The nurse is planning the care of the surgical client having procedural sedation. Which intervention has highest priority?
- A. Assess the client's respiratory status.
- B. Monitor the client's urinary output.
- C. Take a 12-lead ECG prior to injection.
- D. Attempt to keep the client focused.
Correct Answer: A
Rationale: Procedural sedation risks respiratory depression; assessing respiratory status is critical for safety. Urinary output, ECG, and focus are secondary.

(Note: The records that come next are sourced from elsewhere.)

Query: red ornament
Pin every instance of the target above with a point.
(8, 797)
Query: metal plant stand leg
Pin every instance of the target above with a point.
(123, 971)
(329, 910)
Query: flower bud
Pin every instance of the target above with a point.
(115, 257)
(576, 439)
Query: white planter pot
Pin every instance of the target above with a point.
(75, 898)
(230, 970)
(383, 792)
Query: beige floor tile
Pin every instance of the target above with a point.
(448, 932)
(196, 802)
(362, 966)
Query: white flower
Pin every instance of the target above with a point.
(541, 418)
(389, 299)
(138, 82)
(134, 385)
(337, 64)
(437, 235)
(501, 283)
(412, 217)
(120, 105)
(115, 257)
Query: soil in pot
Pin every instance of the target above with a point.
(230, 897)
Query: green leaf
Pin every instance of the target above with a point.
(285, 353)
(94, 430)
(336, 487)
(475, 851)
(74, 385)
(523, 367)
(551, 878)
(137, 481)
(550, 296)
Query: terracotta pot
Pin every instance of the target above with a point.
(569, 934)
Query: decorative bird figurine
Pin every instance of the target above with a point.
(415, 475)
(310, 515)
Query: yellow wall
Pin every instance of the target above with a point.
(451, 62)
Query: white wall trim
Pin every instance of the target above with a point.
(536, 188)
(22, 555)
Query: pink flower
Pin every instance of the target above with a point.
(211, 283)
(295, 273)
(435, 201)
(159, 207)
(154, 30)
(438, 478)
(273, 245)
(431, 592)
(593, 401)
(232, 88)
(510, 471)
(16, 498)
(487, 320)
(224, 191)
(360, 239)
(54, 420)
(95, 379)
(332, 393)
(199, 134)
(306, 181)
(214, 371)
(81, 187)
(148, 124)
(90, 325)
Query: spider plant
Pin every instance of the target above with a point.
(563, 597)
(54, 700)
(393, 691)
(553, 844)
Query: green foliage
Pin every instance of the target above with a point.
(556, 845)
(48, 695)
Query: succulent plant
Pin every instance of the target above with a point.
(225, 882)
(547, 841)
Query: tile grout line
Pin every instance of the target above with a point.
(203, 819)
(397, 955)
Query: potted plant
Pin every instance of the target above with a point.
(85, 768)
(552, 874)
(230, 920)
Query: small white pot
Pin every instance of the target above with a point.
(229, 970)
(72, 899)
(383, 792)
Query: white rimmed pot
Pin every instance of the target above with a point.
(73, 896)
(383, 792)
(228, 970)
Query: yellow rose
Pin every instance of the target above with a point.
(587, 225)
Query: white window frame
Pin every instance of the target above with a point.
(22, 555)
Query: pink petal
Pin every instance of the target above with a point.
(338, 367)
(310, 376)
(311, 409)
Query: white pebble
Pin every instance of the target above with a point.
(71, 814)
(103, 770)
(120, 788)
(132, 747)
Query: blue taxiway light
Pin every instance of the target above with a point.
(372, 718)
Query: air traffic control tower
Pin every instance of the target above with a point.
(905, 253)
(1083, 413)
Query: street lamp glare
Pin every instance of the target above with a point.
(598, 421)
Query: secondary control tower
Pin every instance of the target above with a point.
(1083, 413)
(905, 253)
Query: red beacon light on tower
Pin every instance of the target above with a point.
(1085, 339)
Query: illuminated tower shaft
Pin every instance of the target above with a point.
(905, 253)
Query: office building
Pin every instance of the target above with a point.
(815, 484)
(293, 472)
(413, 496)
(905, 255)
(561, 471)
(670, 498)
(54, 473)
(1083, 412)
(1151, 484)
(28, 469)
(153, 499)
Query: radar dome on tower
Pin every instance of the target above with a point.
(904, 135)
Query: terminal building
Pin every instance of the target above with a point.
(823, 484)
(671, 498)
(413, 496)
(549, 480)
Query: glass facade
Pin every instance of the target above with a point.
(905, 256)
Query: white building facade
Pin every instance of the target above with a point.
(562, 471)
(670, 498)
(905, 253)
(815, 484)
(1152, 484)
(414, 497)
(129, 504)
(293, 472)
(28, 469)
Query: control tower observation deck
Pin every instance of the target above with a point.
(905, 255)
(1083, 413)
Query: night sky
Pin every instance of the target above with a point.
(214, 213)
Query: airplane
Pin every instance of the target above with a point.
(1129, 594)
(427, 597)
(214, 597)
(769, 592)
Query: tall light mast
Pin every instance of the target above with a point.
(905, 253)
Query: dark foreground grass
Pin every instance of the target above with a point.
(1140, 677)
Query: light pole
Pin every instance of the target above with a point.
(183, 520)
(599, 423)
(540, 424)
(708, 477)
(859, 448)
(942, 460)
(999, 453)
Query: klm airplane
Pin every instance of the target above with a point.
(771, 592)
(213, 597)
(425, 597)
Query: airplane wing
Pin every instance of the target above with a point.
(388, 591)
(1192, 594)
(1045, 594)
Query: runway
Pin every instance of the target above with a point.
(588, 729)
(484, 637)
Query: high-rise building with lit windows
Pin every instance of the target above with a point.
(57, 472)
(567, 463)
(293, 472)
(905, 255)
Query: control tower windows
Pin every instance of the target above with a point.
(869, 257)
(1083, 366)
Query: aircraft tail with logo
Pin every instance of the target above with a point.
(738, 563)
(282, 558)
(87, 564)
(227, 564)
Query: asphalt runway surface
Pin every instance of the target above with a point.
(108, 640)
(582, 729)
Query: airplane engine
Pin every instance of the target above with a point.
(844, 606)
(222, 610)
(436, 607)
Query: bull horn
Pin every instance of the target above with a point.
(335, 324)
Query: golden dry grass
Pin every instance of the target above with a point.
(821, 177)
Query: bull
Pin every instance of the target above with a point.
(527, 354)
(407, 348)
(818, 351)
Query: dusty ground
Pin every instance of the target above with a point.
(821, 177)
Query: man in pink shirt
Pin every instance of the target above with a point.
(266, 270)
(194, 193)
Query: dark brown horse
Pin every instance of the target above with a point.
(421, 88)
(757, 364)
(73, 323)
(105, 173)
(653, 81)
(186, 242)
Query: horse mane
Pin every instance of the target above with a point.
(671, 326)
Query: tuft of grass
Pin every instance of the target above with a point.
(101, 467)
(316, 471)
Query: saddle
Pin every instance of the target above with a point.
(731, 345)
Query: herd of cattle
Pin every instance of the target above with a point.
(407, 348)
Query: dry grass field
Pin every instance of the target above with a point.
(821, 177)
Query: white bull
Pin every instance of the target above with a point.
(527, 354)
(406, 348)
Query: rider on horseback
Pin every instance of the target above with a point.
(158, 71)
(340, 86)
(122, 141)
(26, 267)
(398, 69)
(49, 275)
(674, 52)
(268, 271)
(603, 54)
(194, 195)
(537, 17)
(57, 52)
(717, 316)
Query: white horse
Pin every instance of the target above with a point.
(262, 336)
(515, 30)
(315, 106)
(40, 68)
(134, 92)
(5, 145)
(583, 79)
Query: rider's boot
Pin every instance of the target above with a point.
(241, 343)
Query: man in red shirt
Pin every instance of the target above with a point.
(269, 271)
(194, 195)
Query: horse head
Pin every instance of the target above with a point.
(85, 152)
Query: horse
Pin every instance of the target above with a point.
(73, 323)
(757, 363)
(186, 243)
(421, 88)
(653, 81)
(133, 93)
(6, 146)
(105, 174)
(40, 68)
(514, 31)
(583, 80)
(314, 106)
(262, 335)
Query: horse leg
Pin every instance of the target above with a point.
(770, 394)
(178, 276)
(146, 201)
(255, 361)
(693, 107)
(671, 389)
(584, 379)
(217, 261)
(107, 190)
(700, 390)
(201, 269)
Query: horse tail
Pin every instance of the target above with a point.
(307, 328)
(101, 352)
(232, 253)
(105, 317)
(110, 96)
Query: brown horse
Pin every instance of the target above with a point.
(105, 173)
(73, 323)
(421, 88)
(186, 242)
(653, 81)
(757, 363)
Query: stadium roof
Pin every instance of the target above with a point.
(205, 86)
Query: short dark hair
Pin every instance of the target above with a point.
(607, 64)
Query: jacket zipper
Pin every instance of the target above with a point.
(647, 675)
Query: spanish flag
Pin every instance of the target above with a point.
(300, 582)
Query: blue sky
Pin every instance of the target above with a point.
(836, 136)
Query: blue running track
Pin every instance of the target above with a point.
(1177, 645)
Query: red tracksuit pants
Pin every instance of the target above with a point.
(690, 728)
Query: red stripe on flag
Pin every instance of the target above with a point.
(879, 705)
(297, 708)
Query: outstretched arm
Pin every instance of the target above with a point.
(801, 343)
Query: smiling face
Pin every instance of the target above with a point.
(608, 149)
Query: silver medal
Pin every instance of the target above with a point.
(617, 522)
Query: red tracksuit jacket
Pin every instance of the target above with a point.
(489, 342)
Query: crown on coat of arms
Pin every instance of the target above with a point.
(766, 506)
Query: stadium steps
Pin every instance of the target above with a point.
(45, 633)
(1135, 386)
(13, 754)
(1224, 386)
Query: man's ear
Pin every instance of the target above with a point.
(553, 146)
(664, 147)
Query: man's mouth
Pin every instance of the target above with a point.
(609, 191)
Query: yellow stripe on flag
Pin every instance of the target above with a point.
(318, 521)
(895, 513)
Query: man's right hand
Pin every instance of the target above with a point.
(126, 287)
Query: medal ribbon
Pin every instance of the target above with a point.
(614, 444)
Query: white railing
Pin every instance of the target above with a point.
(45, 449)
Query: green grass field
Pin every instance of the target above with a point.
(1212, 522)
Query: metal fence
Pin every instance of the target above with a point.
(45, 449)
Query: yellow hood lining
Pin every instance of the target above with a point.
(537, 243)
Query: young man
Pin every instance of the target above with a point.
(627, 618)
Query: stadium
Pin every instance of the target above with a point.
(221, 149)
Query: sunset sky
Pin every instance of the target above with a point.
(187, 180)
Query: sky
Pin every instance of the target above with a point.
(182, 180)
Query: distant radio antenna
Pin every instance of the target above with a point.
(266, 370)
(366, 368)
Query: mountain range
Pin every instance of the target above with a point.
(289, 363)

Which violation of surgical asepsis would require immediate intervention by the circulating nurse?
- A. Surgical supplies were cleaned and sterilized prior to the case.
- B. The circulating nurse is wearing a long-sleeved sterile gown.
- C. Masks covering the mouth and nose are being worn by the surgical team.
- D. The scrub nurse setting up the sterile field is wearing artificial nails.
Correct Answer: D
Rationale: Artificial nails harbor bacteria, violating asepsis and risking infection, requiring immediate intervention. Sterilized supplies, masks, and long-sleeved gowns (if non-sterile role) are appropriate.